How Rivers in the Sky Melt Huge Holes in Antarctic Ice

New research is causing scientists to rethink how polynyas—massive openings in the sea ice—are formed

Polynya
A polynya opens up in the Weddell Sea. Wolfgang Kaehler / LightRocket via Getty Images
This article is from Hakai Magazine, an online publication about science and society in coastal ecosystems. Read more stories like this at hakaimagazine.com.

A few years ago, a giant hole opened up in the Antarctic sea ice, capturing attention around the world. Not since the 1970s had such a chasm appeared in the mid-ocean ice of the Weddell Sea.

Scientists showed in previous research that ocean processes and cyclones contributed to the hole, called a polynya. But a recent study has revealed a new piece of the puzzle: atmospheric rivers.

Most polynyas in the Southern Ocean occur along Antarctica’s coast. These temporary ice-free zones are oases for penguins, seals, and other Antarctic wildlife.
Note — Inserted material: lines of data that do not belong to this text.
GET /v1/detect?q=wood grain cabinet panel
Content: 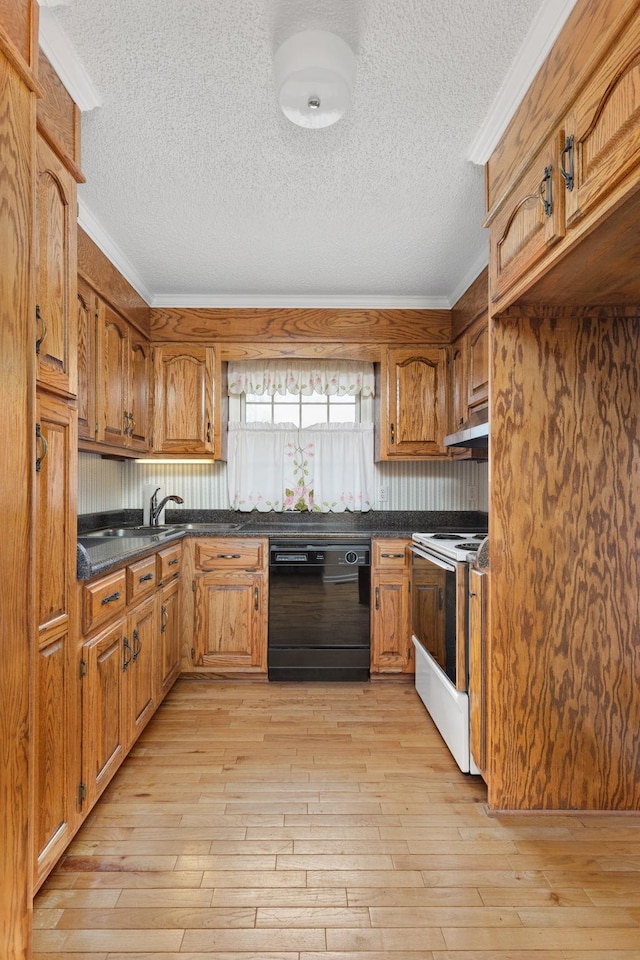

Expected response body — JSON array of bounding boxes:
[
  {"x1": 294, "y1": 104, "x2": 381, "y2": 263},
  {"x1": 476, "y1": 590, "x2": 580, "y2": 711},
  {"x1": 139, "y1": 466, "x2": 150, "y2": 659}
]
[
  {"x1": 377, "y1": 347, "x2": 449, "y2": 459},
  {"x1": 96, "y1": 301, "x2": 129, "y2": 447},
  {"x1": 450, "y1": 339, "x2": 467, "y2": 432},
  {"x1": 128, "y1": 330, "x2": 151, "y2": 453},
  {"x1": 158, "y1": 577, "x2": 181, "y2": 697},
  {"x1": 82, "y1": 569, "x2": 127, "y2": 634},
  {"x1": 76, "y1": 277, "x2": 97, "y2": 441},
  {"x1": 157, "y1": 542, "x2": 182, "y2": 585},
  {"x1": 370, "y1": 539, "x2": 412, "y2": 676},
  {"x1": 35, "y1": 134, "x2": 77, "y2": 398},
  {"x1": 564, "y1": 15, "x2": 640, "y2": 228},
  {"x1": 125, "y1": 595, "x2": 156, "y2": 748},
  {"x1": 152, "y1": 344, "x2": 221, "y2": 457},
  {"x1": 82, "y1": 620, "x2": 127, "y2": 808},
  {"x1": 33, "y1": 392, "x2": 79, "y2": 891},
  {"x1": 467, "y1": 320, "x2": 489, "y2": 411},
  {"x1": 126, "y1": 555, "x2": 157, "y2": 604},
  {"x1": 489, "y1": 131, "x2": 566, "y2": 309},
  {"x1": 469, "y1": 568, "x2": 488, "y2": 781}
]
The Weddell polynya, however, formed much farther from shore.

Though they are just massive holes in the ice, polynyas can affect regional and global climates. Understanding the factors that contribute to their creation—especially of an anomalous open-ocean polynya like the large Weddell polynya—can then lead to more accurate predictions of their behavior in a warming climate, the study says.

In her previous work, lead author Diana Francis, an atmospheric scientist at Khalifa University in the United Arab Emirates, found that cyclones played a role in creating the polynya. However, since these storms are relatively common and don’t always result in such major openings in the ice, she continued to search for another contributor; that’s when she landed on atmospheric rivers.
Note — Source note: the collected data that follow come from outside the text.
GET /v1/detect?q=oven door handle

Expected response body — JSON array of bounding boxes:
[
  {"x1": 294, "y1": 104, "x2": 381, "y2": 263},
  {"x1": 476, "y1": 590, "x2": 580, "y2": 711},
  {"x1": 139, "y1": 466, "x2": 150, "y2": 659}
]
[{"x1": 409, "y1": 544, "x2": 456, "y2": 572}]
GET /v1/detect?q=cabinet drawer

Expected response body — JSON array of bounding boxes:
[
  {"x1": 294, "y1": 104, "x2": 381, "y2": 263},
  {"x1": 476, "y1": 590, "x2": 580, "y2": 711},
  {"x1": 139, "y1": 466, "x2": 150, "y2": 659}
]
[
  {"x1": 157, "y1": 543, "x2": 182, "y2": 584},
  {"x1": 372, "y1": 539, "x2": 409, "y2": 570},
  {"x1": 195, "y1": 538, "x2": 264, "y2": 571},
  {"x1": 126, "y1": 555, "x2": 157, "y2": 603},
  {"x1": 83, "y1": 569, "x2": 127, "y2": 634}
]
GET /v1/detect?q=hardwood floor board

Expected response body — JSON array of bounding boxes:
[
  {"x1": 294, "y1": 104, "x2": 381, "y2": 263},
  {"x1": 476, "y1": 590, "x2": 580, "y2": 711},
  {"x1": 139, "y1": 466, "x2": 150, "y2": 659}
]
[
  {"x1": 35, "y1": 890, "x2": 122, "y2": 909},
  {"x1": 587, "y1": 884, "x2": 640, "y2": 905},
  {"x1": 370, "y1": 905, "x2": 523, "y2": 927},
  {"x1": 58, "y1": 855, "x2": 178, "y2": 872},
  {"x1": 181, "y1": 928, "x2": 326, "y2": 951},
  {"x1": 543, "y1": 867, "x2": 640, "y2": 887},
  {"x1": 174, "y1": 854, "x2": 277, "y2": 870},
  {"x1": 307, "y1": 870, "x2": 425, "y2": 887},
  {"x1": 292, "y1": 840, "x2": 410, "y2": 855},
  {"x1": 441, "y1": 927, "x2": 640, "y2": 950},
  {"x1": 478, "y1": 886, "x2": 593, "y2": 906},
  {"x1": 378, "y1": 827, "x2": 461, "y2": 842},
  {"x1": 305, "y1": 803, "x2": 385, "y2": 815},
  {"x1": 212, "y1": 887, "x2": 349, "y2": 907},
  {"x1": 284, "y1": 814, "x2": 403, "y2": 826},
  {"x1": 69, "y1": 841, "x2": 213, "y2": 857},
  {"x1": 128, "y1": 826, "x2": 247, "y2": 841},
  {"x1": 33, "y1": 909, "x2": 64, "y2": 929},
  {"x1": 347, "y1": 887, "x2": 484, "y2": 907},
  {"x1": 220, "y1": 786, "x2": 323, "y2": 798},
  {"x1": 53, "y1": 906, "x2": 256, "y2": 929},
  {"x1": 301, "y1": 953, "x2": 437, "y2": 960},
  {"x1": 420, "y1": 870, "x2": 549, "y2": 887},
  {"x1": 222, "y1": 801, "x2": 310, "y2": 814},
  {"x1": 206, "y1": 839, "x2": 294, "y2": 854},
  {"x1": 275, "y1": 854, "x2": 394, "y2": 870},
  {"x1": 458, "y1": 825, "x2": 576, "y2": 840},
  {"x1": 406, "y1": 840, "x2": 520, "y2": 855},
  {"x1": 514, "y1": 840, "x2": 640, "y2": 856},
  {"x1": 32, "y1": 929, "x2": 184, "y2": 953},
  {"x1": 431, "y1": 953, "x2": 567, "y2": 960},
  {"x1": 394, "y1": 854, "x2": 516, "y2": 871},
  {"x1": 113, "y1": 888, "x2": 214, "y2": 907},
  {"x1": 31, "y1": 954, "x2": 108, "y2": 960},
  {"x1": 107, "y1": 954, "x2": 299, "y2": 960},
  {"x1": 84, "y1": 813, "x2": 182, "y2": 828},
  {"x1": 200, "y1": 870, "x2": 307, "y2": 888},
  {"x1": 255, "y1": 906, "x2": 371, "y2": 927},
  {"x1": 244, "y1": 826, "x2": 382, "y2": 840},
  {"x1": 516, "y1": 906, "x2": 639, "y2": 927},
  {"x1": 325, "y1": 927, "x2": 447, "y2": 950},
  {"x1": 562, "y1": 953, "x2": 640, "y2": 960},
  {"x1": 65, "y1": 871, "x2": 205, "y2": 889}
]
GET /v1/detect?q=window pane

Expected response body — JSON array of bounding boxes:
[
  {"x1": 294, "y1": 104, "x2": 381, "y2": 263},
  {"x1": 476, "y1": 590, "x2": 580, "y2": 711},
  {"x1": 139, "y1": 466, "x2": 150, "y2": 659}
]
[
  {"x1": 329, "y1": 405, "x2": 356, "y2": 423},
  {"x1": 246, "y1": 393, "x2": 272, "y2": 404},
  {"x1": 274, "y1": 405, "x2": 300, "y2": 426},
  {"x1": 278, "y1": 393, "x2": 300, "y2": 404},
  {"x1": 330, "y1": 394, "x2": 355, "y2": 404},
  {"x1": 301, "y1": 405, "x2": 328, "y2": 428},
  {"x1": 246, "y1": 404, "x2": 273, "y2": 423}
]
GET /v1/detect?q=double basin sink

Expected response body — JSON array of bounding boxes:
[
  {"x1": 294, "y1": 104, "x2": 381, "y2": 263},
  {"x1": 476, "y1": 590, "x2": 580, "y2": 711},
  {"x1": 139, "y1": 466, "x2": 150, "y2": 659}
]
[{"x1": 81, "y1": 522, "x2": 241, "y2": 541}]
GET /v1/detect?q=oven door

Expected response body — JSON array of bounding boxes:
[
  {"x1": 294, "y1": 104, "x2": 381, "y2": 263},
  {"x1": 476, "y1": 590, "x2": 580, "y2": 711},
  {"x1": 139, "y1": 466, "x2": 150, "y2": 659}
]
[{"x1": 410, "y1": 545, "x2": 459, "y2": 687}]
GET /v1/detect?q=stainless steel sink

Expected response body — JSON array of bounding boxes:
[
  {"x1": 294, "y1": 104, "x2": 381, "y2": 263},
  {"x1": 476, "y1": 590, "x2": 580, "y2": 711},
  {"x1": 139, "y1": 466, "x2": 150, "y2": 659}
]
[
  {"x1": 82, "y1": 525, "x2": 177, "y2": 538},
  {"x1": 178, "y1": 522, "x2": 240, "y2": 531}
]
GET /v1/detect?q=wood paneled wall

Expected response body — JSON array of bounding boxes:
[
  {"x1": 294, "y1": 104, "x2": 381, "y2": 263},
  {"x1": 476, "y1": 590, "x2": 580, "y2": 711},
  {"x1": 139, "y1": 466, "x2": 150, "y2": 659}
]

Atmospheric rivers are long streams in the atmosphere that carry moisture from the tropics toward the north and south poles. They can be hundreds of kilometers wide, thousands of kilometers long, and carry more water vapor than the world’s largest rivers. Francis and her colleagues found that a series of them crossed the Weddell Sea in the days before and after the massive polynya opened in 2017. They carried an exceptional amount of water vapor—itself a potent greenhouse gas—that warmed and weakened the sea ice and helped intensify the cyclones that followed. The atmospheric rivers also brought large amounts of warm snow that likely enhanced the melt, Francis says.

Looking back at historical events, Francis and her team found that atmospheric rivers were also associated with the last big polynya in the Weddell Sea, in 1973–1974, and with another smaller hole in 2016.
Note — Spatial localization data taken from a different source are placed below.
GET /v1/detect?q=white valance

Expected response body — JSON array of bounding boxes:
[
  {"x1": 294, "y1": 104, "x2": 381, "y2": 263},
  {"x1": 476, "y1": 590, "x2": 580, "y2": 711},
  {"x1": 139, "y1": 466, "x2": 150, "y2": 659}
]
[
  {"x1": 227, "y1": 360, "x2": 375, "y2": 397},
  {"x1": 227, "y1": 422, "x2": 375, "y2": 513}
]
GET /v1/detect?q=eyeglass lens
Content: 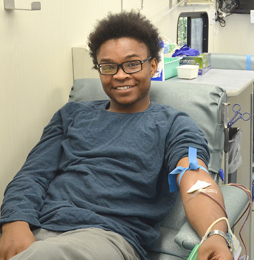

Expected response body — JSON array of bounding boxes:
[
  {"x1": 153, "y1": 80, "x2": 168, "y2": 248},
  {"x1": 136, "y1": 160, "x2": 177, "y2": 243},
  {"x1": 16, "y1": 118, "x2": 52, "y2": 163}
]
[{"x1": 100, "y1": 60, "x2": 142, "y2": 75}]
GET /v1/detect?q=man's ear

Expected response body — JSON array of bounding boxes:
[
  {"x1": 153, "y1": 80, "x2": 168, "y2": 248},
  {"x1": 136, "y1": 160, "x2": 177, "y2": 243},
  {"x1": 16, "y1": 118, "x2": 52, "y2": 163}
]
[{"x1": 150, "y1": 58, "x2": 158, "y2": 78}]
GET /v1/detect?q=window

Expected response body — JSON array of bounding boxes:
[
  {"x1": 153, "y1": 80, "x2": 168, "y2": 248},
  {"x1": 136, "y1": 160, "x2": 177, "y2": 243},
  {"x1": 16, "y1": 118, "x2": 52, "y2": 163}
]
[{"x1": 177, "y1": 12, "x2": 208, "y2": 53}]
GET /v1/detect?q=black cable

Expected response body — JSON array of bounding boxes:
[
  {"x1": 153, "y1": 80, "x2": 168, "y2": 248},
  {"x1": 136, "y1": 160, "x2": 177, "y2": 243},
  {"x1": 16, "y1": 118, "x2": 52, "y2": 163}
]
[{"x1": 215, "y1": 11, "x2": 227, "y2": 27}]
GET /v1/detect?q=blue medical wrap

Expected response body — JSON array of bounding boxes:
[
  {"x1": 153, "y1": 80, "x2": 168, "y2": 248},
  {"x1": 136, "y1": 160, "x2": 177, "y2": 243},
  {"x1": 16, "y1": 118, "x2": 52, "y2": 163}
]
[{"x1": 168, "y1": 147, "x2": 209, "y2": 192}]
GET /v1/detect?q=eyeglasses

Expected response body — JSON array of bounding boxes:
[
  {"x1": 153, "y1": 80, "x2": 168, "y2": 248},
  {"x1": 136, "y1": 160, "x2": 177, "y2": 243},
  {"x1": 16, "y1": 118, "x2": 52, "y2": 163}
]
[{"x1": 97, "y1": 57, "x2": 152, "y2": 75}]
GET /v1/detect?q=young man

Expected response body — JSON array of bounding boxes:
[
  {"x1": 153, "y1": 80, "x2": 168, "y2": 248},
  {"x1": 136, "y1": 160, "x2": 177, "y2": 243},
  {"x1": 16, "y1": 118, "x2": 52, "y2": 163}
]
[{"x1": 0, "y1": 11, "x2": 232, "y2": 260}]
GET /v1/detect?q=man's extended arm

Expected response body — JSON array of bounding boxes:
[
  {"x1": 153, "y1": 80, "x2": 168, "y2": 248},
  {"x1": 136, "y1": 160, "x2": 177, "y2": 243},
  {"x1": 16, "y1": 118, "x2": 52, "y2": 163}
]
[
  {"x1": 0, "y1": 108, "x2": 66, "y2": 260},
  {"x1": 177, "y1": 157, "x2": 233, "y2": 260}
]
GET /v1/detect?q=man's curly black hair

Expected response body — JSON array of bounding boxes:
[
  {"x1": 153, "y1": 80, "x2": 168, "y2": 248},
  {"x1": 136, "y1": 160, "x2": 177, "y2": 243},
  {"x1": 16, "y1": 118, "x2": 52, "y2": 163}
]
[{"x1": 88, "y1": 11, "x2": 161, "y2": 69}]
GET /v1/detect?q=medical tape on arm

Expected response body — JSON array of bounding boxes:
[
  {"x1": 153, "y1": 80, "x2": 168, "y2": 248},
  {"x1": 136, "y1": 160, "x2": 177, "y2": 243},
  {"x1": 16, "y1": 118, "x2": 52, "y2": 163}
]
[
  {"x1": 191, "y1": 188, "x2": 217, "y2": 198},
  {"x1": 168, "y1": 147, "x2": 209, "y2": 192},
  {"x1": 188, "y1": 184, "x2": 228, "y2": 218}
]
Sarah Gille, an atmospheric scientist and physical oceanographer at Scripps Institution of Oceanography at the University of California San Diego who was not involved in the work, calls Francis’s study “transformative.”

“We tend to think the oceans are the real driver of [polynya formation]. The paper suggests a much more complex set of processes may precondition the ocean and allow a polynya to exist,” she says.

Atmospheric conditions may even enhance the oceanic processes involved in polynya formation. The blanket of snow the atmospheric rivers delivered, for instance, may have acted as an insulator, trapping heat from the ocean and magnifying the ice melt from below, explains Ethan Campbell, a graduate student at the University of Washington, who has studied the Weddell polynya.

The rarity of open-ocean polynyas means there isn’t much data to help scientists understand whether they are as important for marine animals as polynyas closer to shore, says Mia Wege, a marine predator ecologist with South Africa’s University of Pretoria.

Marine animals, which only have a certain amount of time to feed and build up their body mass for the breeding season, tend to return to the same foraging areas over and over again, Wege says.

She wouldn’t expect a new polynya to suddenly draw a lot of predators to the area. But if it starts to open up more consistently, marine animals may eventually learn that there’s a new spot to find food—particularly in the more productive spring season, Wege says.

Marilyn Raphael, a geographer at the University of California, Los Angeles, says she’s interested in what further research might reveal about the role atmospheric rivers play in Antarctic sea ice variability more broadly.

Changes in the sea ice can have implications for the global climate, and previous research has shown that climate change is expected to make atmospheric rivers stronger and more common.

“The Antarctic sea ice system is so complex, and there are so many things that influence its growth, its advance, its retreat,” Raphael says. “Any bit of information that will help explain what we’re seeing would be welcomed.”